Baca juga : Wali Kota Bekasi: PSBB Jakarta Ringankan Bekasi
Di DKI Jakarta, imbuh Teguh, Pemprov DKI bisa mempergunakan instrumen RW siaga bekerja sama dengan lurah dan camat. Dengan instrumen itu, DKI sebetulnya bisa melakukan pembatasan wilayah secara ketat tanpa menutup akses.
Kemudian, dengan RW siaga juga, Pemprov bisa mendapat data mengenai warga yang rentan miskin meski sebenarnya pemerintah pusat seharusnya sudah memiliki data itu. Adapun untuk DKI Jakarta sendiri saat ini sudah memiliki data dasar 1,1 juta jiwa warga kurang mampu yang selalu mendapat bantuan pangan murah dan bantuan lain.

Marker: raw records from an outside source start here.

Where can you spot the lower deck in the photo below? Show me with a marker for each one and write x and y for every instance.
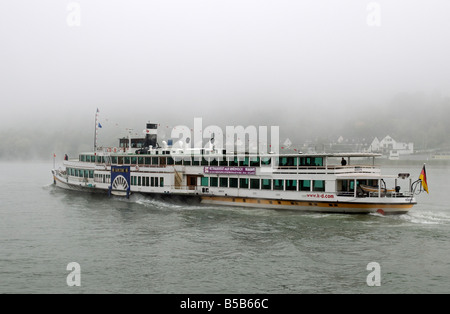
(317, 201)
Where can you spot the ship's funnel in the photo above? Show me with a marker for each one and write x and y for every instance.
(151, 135)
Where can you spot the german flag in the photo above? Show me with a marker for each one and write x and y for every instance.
(423, 179)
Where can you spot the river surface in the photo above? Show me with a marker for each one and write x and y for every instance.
(146, 245)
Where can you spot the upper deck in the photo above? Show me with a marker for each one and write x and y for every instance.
(275, 163)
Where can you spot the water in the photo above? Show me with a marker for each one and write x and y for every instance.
(145, 245)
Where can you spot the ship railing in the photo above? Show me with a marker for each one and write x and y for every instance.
(375, 194)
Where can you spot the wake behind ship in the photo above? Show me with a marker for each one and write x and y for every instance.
(304, 182)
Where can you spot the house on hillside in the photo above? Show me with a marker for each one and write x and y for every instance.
(387, 145)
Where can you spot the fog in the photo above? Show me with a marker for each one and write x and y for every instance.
(317, 69)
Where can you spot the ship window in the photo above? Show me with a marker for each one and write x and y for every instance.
(265, 161)
(195, 161)
(213, 181)
(187, 161)
(243, 183)
(266, 184)
(318, 161)
(254, 184)
(319, 185)
(223, 182)
(304, 185)
(213, 162)
(291, 185)
(223, 161)
(233, 162)
(243, 162)
(278, 184)
(254, 162)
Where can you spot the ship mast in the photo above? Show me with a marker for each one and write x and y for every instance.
(96, 131)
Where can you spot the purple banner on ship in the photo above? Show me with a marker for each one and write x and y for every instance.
(230, 170)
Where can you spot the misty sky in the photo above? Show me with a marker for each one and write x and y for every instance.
(173, 60)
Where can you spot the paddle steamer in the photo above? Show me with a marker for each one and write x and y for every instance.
(305, 182)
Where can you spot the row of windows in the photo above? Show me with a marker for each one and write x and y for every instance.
(102, 178)
(204, 161)
(147, 181)
(264, 184)
(81, 173)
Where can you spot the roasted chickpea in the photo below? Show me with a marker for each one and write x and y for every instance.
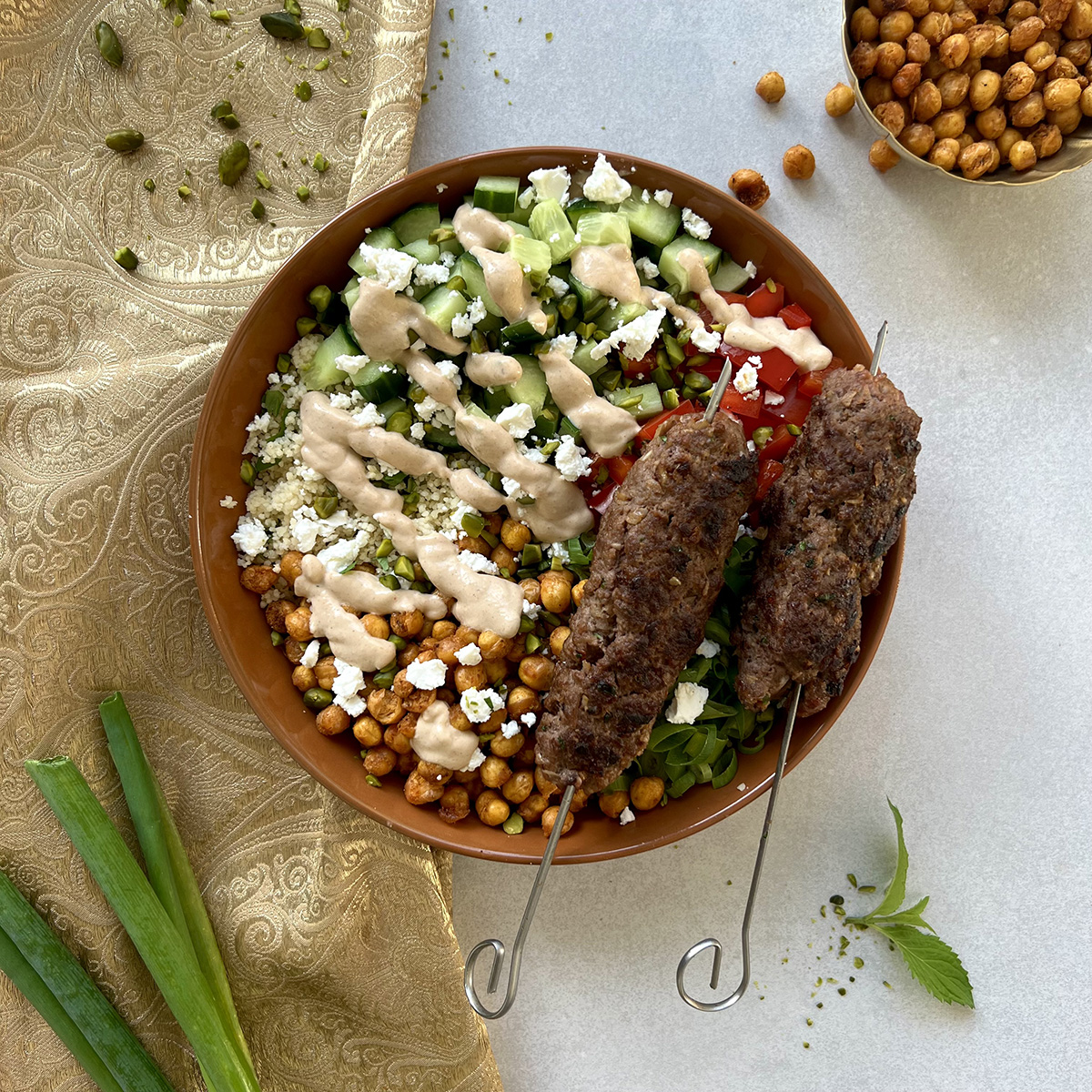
(839, 101)
(877, 90)
(883, 157)
(298, 623)
(519, 786)
(556, 592)
(454, 804)
(771, 87)
(749, 188)
(303, 678)
(864, 25)
(945, 153)
(863, 60)
(645, 793)
(905, 80)
(380, 760)
(917, 139)
(522, 699)
(1046, 140)
(491, 807)
(917, 49)
(890, 57)
(893, 116)
(536, 672)
(550, 817)
(385, 705)
(326, 672)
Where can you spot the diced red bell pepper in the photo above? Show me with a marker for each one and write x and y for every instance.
(649, 430)
(794, 317)
(620, 467)
(763, 304)
(769, 473)
(778, 445)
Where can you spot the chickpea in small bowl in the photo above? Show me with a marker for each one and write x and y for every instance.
(987, 91)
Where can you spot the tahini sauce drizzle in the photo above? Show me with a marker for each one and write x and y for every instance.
(330, 593)
(606, 429)
(436, 740)
(742, 330)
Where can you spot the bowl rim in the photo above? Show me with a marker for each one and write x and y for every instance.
(879, 610)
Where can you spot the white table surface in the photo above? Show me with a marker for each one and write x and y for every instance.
(973, 718)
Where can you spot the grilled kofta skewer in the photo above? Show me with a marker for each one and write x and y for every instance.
(658, 569)
(833, 516)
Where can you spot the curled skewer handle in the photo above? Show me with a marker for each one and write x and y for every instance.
(498, 945)
(745, 935)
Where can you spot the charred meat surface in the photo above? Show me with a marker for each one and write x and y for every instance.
(656, 571)
(831, 517)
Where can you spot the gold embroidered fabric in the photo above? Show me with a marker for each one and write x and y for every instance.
(336, 931)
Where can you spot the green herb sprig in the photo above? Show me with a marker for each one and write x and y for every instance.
(931, 961)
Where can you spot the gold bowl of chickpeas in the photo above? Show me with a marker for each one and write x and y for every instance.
(986, 91)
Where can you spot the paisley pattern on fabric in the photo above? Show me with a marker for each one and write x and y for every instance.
(336, 931)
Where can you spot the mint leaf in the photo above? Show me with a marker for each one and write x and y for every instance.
(896, 890)
(933, 964)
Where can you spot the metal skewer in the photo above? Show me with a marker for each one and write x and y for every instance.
(790, 723)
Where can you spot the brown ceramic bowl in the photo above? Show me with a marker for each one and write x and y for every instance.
(238, 626)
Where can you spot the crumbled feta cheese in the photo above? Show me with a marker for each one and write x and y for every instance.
(687, 703)
(707, 341)
(551, 183)
(605, 184)
(638, 337)
(519, 419)
(746, 378)
(430, 675)
(434, 273)
(694, 225)
(250, 536)
(565, 344)
(392, 268)
(476, 759)
(349, 681)
(571, 460)
(480, 704)
(350, 365)
(469, 654)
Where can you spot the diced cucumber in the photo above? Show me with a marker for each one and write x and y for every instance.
(496, 194)
(532, 255)
(549, 219)
(582, 359)
(416, 223)
(615, 317)
(649, 219)
(531, 388)
(380, 381)
(425, 252)
(651, 402)
(674, 273)
(601, 228)
(441, 305)
(322, 372)
(381, 238)
(350, 292)
(470, 268)
(730, 277)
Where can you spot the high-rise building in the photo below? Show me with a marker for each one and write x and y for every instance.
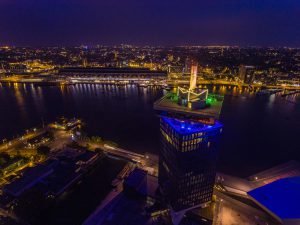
(189, 134)
(246, 74)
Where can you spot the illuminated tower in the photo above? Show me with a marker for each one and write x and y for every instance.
(193, 79)
(189, 132)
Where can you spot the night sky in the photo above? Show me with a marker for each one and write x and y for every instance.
(153, 22)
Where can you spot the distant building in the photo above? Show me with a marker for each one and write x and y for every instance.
(189, 133)
(113, 73)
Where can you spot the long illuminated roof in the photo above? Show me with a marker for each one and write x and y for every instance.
(281, 197)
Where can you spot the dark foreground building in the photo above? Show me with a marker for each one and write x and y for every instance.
(189, 133)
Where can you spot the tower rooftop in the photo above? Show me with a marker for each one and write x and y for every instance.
(169, 104)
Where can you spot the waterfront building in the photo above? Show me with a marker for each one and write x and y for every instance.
(190, 131)
(246, 74)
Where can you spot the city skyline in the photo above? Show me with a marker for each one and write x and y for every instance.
(65, 23)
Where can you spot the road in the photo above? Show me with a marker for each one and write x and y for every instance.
(19, 141)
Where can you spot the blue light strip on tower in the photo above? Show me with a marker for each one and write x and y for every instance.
(190, 127)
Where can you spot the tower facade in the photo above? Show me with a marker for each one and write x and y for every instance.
(190, 133)
(187, 166)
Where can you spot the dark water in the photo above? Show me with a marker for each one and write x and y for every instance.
(259, 131)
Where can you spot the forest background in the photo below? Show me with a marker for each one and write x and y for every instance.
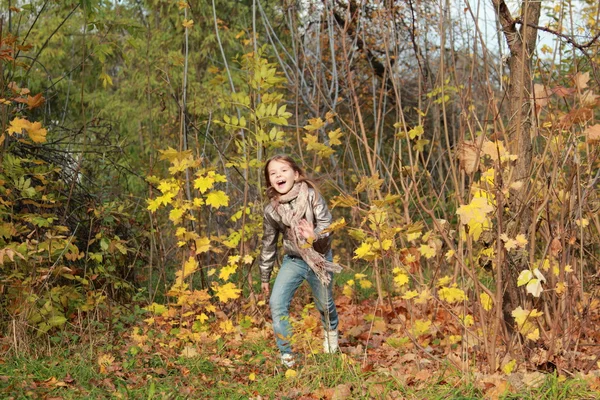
(456, 142)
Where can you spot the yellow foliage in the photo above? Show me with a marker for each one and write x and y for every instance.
(452, 294)
(421, 327)
(217, 198)
(227, 292)
(227, 271)
(486, 301)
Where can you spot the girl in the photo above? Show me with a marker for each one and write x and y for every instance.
(299, 212)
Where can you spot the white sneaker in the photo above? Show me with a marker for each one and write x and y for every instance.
(330, 342)
(288, 360)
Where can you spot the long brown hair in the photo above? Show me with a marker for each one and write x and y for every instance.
(271, 192)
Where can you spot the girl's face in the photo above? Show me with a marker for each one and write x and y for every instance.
(281, 176)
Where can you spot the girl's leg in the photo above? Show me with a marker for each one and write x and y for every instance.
(289, 278)
(323, 296)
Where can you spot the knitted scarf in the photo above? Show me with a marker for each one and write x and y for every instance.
(291, 219)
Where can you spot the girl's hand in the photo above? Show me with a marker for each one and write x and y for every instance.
(265, 289)
(307, 230)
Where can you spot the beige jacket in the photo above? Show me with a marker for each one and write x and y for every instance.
(272, 226)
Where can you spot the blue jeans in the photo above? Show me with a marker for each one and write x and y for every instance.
(292, 273)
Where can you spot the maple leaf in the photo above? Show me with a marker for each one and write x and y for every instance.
(153, 204)
(202, 245)
(227, 292)
(427, 251)
(314, 124)
(348, 291)
(581, 80)
(189, 352)
(156, 308)
(290, 373)
(334, 137)
(452, 294)
(364, 251)
(217, 198)
(189, 267)
(35, 101)
(417, 131)
(105, 361)
(421, 327)
(176, 214)
(17, 126)
(227, 271)
(36, 133)
(486, 301)
(592, 134)
(204, 183)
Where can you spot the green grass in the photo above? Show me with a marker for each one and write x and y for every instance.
(75, 375)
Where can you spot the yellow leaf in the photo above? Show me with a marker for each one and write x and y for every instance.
(314, 124)
(227, 292)
(156, 308)
(364, 251)
(509, 367)
(348, 291)
(217, 199)
(417, 131)
(334, 137)
(176, 214)
(36, 133)
(452, 294)
(444, 281)
(153, 204)
(401, 279)
(421, 327)
(227, 271)
(226, 326)
(290, 373)
(17, 126)
(105, 361)
(524, 277)
(486, 301)
(202, 245)
(365, 284)
(189, 352)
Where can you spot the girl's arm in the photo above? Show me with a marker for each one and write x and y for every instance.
(268, 253)
(323, 220)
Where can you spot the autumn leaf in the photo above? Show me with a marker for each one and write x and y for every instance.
(452, 294)
(35, 101)
(364, 251)
(581, 80)
(334, 137)
(314, 124)
(592, 134)
(36, 133)
(17, 126)
(227, 292)
(105, 361)
(290, 373)
(202, 245)
(486, 301)
(217, 198)
(227, 271)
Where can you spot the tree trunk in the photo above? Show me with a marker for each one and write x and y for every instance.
(521, 43)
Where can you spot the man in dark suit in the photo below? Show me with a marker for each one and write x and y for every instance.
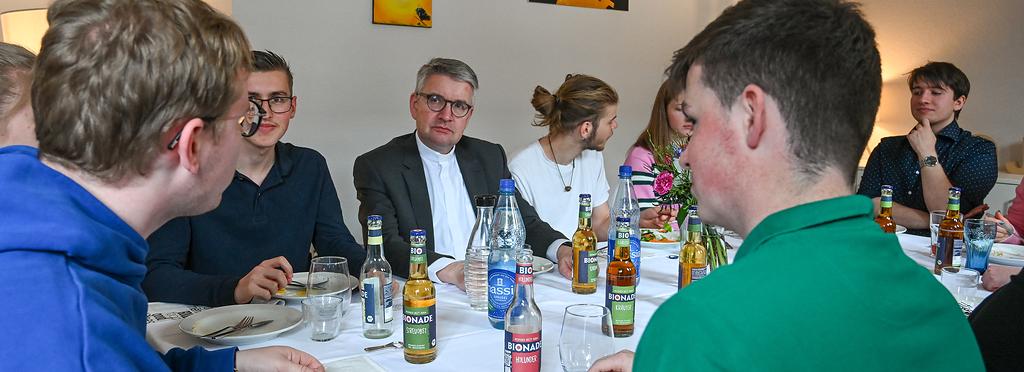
(426, 179)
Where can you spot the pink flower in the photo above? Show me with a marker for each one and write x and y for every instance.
(663, 183)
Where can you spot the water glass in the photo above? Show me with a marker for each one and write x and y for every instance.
(934, 218)
(978, 238)
(329, 276)
(963, 283)
(586, 336)
(325, 316)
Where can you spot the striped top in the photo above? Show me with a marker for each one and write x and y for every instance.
(643, 180)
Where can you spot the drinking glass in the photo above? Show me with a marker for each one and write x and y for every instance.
(329, 276)
(586, 336)
(963, 283)
(325, 316)
(934, 218)
(978, 238)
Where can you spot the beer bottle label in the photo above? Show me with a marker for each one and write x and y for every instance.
(621, 300)
(420, 328)
(587, 266)
(501, 287)
(522, 352)
(370, 286)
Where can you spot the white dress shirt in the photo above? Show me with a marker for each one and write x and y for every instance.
(452, 211)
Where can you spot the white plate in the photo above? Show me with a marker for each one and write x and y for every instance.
(542, 264)
(1009, 254)
(298, 294)
(211, 320)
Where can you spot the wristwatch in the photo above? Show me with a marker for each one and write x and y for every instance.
(929, 161)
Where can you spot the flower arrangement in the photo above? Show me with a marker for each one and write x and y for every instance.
(673, 187)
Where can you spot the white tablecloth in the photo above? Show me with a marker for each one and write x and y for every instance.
(465, 338)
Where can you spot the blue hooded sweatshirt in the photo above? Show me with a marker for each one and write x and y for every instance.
(72, 273)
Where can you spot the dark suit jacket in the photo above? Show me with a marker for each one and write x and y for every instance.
(389, 181)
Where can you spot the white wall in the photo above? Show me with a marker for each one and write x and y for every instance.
(353, 78)
(983, 38)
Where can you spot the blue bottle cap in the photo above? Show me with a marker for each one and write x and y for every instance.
(625, 171)
(506, 185)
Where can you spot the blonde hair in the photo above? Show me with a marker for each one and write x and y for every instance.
(114, 76)
(580, 98)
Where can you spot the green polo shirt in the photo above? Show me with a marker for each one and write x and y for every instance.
(817, 287)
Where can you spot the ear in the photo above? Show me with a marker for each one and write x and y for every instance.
(190, 143)
(755, 115)
(412, 105)
(586, 128)
(958, 102)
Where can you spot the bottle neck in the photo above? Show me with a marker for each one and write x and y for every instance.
(693, 237)
(375, 244)
(418, 266)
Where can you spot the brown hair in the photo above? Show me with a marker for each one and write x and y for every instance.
(658, 131)
(580, 98)
(816, 58)
(15, 79)
(113, 76)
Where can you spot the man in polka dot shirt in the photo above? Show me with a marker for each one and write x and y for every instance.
(936, 155)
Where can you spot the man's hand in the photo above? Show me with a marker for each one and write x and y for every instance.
(564, 256)
(922, 139)
(275, 359)
(619, 362)
(656, 217)
(454, 274)
(264, 280)
(997, 276)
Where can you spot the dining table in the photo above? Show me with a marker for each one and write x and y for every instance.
(465, 338)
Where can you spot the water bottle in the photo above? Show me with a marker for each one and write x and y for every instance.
(625, 205)
(507, 236)
(477, 251)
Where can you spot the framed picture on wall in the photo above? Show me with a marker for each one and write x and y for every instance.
(403, 12)
(600, 4)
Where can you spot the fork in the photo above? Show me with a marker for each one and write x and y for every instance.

Data itu, nantinya bisa saling melengkapi. ”Dengan landasan hukum ini, DKI Jakarta bisa mengalokasikan anggaran APBD untuk membantu mereka ditambah dengan bantuan dari pusat,” ucap Teguh.
Hal lainnya yang mesti dicermati, imbuh Teguh, karena episentrum pandemi Covid-19 ada di tiga provinsi, yaitu DKI Jakarta, Banten, dan Jawa Barat, Ombudsman RI Perwakilan Jakarta Raya meminta Gubernur DKI Jakarta bersama dengan kepala daerah area tetangga Ibu Kota melakukan pembahasan terkait pembatasan mobilitas masyarakat keluar masuk wilayah DKI Jakarta.
Untuk itu, setiap daerah yang masuk dalam kawasan Jabodetabek semestiya sama-sama mengajukan penetapan status PSBB itu. Namun, lanjut Teguh, hal itu bisa disiasati dengan keterlibatan Gugus Tugas Percepatan Penanganan Covid-19.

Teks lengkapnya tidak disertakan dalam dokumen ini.